Decision forests, decision jungles, and boosted decision trees are all based on decision trees, a foundational machine learning concept that is less used. There are many variants of decision trees are there; nonetheless, they all do the same thing, which is subdividing the feature space into regions with the same label. In order to avoid the over-fitting problem, a large set of trees are constructed with mathematical and statistical formulations, where the trees are not correlated at all.
The average of this is referred to as a decision forest; which is a tree that avoids the overfitting problem as stated earlier. However, the disadvantage is that decision forests can use a lot of memory. Decision jungles, on the other hand, are a variant that consume less memory by sacrificing a slightly longer training time. Fortunately, the boosted decision trees avoid overfitting by limiting the number of subdivision and the number of permitted data points in each region.

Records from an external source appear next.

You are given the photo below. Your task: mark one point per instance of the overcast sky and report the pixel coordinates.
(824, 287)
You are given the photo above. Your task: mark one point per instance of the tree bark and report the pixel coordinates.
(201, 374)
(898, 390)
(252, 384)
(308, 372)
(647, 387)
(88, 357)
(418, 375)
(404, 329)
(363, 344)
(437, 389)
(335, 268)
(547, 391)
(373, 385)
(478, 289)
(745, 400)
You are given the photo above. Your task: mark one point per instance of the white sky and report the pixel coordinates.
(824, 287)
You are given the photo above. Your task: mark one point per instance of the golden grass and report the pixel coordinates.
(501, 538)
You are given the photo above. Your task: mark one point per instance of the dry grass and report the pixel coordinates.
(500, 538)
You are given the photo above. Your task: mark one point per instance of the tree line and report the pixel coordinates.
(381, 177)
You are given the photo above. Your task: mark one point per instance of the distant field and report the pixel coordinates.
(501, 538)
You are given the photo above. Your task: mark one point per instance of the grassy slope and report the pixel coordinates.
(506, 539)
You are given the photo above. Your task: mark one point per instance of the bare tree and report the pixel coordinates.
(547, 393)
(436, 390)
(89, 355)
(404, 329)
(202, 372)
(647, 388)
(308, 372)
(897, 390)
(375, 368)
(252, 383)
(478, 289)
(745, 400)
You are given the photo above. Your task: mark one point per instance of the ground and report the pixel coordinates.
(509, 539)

When the experimental or sample dataset size is large, the Bayesian method often provides results for parametric models that are very similar to the results produced by other classical statistical methods. Some potential advantages of using the Bayesian method was summarized by Elam et al (W. T. Elam, B. Scruggs, F. Eggert, and J. A. Nicolosi, Advantages and Disadvantages of Methods for Obtaining XRF NET Intensities, Copyright ©JCPDS-International Centre for Diffraction Data 2011 ISSN 1097-0002). For example, it provides a natural way of combining prior information with data. Therefore, as a data scientist, you can incorporate that past information regarding the parameters and form a prior distribution for future analysis for new datasets. It also provides inferences that are conditional on the data without the need of asymptotic approximation of the algorithm.

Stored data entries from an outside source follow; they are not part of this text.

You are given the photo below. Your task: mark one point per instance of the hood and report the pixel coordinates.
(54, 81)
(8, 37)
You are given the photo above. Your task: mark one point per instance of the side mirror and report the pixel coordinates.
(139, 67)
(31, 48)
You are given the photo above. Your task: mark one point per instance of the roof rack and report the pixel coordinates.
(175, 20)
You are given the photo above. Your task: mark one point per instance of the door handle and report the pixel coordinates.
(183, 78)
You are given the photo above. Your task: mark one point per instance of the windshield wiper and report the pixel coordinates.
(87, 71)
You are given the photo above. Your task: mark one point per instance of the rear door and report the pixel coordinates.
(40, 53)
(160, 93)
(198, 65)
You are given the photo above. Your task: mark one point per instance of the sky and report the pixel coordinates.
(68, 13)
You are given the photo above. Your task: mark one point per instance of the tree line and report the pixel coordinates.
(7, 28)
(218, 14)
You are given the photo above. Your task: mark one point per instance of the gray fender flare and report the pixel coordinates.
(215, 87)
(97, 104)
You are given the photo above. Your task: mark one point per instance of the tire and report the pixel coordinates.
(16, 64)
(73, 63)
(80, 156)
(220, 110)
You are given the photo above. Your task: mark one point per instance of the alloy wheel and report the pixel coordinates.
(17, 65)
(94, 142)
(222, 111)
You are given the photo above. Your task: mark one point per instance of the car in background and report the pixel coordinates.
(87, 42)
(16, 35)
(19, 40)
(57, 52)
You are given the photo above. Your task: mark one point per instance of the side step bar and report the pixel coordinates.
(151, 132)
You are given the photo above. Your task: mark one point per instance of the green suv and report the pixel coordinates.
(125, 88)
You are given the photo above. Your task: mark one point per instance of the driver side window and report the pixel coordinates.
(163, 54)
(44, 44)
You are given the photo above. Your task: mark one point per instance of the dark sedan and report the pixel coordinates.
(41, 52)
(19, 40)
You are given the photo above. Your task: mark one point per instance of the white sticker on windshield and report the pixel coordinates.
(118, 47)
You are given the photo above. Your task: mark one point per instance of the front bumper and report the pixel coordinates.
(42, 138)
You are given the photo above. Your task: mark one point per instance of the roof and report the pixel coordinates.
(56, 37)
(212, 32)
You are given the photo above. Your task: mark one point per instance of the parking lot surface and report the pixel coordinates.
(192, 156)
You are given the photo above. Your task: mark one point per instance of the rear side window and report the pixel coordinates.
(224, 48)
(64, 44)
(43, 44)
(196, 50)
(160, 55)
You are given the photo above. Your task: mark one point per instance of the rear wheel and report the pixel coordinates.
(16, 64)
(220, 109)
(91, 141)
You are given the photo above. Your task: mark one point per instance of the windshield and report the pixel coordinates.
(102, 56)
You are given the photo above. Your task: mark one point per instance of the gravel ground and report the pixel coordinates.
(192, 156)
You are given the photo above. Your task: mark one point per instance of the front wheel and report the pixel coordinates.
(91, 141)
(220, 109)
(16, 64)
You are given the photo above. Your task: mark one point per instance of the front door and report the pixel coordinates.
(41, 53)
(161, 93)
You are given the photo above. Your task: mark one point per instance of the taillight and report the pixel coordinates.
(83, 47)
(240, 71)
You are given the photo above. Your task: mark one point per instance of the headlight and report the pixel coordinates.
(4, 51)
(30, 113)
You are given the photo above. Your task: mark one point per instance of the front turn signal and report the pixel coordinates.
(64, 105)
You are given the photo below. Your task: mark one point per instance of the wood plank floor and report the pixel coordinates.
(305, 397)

It provides some suitable settings for a wide range of models, such as hierarchical models and missing data problems. There are also disadvantages of using Bayesian analysis. For example, it does not tell you how to select a prior over world models or even that there is no correct way to choose a prior. Therefore, if you do not proceed with caution, you might generate many false positive or false negative results that often come with a high computational cost, if the number of parameters in a model is large.